Appleは、「電子機器でコンテンツを視聴する際のユーザーの状態(例えば、気が散っている、集中しているなど)は、ユーザー体験に大きな影響を与える可能性があります」と述べています。「コンテンツ制作者や表示システムは、ユーザーの状態を判断できるようになることで、ユーザーがより楽しく、理解しやすく、学習しやすい、より優れた、よりカスタマイズされたユーザー体験を提供できる可能性があります。」
「Apple Glass」をはじめとするヘッドセットは、ユーザーにどのようなメディアを表示しているかを認識する。さらに、ユーザーの視線の動きも追跡できれば、「コンテンツを見ているユーザーの特定の種類の生理学的反応」を評価できる。
iPadを読むレスリー・チャーテリス
「例えば、コンテンツの輝度変化、例えばコンテンツが主に暗い状態から主に明るい状態へ、あるいはその逆に変化した場合、ユーザーの瞳孔は自動的に拡張または収縮する可能性があります」とAppleは続ける。「このようなコンテンツの変化に対するユーザーの生理学的反応は、ユーザーの状態によって異なる可能性があります。」
一例として、Apple は「ユーザーが注意を払って集中しているときにコンテンツの輝度が増加すると、疲れているときに比べて瞳孔反応が遅くなり、大きさも小さくなる可能性がある」と述べています。
「[いくつかの提案]は、ユーザーの状態を検出して代替コンテンツや提案(例:ユーザーに休憩を取る)を提供することで、ユーザーエクスペリエンス中のユーザーの楽しさや理解度を向上させます」とAppleは続けている。
特許出願では、様々な状況下での追跡と分析の手順や、輝度の変化への対応について詳細に説明されています。しかし、いずれの場合も核となる考え方は同じです。つまり、「Apple Glass」は、ユーザーが疲れていたり、気が散っていたりする場合に、開発者がユーザーの視界を変更できるようにするというものです。

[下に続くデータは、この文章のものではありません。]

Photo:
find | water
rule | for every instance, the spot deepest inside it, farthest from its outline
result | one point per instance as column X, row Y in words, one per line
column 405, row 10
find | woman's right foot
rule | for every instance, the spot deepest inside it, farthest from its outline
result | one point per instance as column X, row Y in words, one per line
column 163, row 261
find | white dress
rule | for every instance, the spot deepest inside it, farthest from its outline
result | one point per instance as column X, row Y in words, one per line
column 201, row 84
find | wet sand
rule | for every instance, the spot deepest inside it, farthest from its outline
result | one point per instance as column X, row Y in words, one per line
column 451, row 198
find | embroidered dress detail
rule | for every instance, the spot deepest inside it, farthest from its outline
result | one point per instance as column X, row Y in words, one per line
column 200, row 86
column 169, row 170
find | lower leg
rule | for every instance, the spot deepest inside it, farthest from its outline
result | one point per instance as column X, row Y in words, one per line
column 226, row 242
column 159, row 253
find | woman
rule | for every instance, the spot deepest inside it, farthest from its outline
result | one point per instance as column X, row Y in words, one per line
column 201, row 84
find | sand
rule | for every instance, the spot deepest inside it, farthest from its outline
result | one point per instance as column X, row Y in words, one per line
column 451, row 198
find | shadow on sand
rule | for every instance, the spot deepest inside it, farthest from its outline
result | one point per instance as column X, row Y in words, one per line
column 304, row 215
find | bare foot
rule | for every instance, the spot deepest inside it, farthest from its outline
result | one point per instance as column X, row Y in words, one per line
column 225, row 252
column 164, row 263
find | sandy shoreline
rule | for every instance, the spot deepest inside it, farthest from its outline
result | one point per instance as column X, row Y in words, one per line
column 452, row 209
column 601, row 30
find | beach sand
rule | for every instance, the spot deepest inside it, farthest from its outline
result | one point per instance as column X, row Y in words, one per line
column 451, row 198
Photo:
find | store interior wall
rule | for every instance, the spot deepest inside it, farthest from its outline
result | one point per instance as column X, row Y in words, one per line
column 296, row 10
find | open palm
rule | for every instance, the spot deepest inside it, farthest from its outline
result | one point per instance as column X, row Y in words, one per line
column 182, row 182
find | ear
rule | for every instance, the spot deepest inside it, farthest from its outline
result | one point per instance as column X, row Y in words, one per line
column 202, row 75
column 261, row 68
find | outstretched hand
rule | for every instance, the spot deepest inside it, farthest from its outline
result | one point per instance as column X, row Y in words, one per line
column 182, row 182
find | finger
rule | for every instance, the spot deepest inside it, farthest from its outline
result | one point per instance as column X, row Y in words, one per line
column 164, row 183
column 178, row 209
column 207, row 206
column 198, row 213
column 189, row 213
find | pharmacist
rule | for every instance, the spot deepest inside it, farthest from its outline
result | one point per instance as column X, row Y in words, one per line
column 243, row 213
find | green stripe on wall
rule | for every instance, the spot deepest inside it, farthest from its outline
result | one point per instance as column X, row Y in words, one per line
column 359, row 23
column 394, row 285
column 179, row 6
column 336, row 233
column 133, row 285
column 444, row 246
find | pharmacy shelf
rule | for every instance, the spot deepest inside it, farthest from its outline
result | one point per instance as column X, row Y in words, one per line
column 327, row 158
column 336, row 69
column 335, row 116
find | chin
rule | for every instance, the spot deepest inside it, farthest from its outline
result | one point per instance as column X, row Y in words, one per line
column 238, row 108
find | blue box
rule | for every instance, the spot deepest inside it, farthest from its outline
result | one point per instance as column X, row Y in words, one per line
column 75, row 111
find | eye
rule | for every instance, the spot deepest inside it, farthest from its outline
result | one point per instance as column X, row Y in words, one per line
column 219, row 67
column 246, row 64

関連する2件の特許出願のうち、最初のものは3人の発明者によって出願されています。その中には、以前「Apple Glass」を使ってiPhoneを見つめていることを検知し、ロックを解除する技術を開発したグラント・H・マリケン氏も含まれています。
瞳孔拡張の検出を示す特許の詳細
同様の内容で新たに公開された2つ目の特許出願は、「内部光反射抑制機能を備えたディスプレイを備えた電子機器」です。これは、HMD内で光がどのように反射するかという一見単純な問題に焦点を当てていますが、全体的な目的は「Apple Glass」の装着時の不快感を軽減することにあります。
「HMDの動作中、ディスプレイのピクセルが光を発します」とAppleは説明している。「光は重なり合った透明な構造を通過し、ユーザーがそれを見ることができるのです。」
「ヘッドマウントデバイスなどの電子機器用の発光ディスプレイを形成することは、困難な場合があります」と特許出願は続けている。「発光ディスプレイに重なる透明構造は、ディスプレイを保護する役割を果たすだけでなく、全反射の原理に従って軸外の光線を捕捉・誘導する高屈折率層としても機能する可能性があります。」
これは特に、「ヘッドマウントデバイスのディスプレイのようにピクセル密度が高い」ディスプレイで問題になると言われており、表面に多数の欠陥が存在する可能性があります。これらの欠陥は「閉じ込められた光を外側に散乱させ、ディスプレイのコントラストを低下させる可能性がある」とのことです。
Appleの提案は「反射抑制構造」の使用です。これは、薄膜干渉フィルターや「マイクロレンズ」を用いた「反射防止層および/または偏光層」となる可能性があります。
この2番目の特許出願は、Graham B. Myhre氏を含む6人の発明者によって作成されています。彼はこれまで、ARおよびVRにおける画像の高解像度化に関する研究を行ってきました。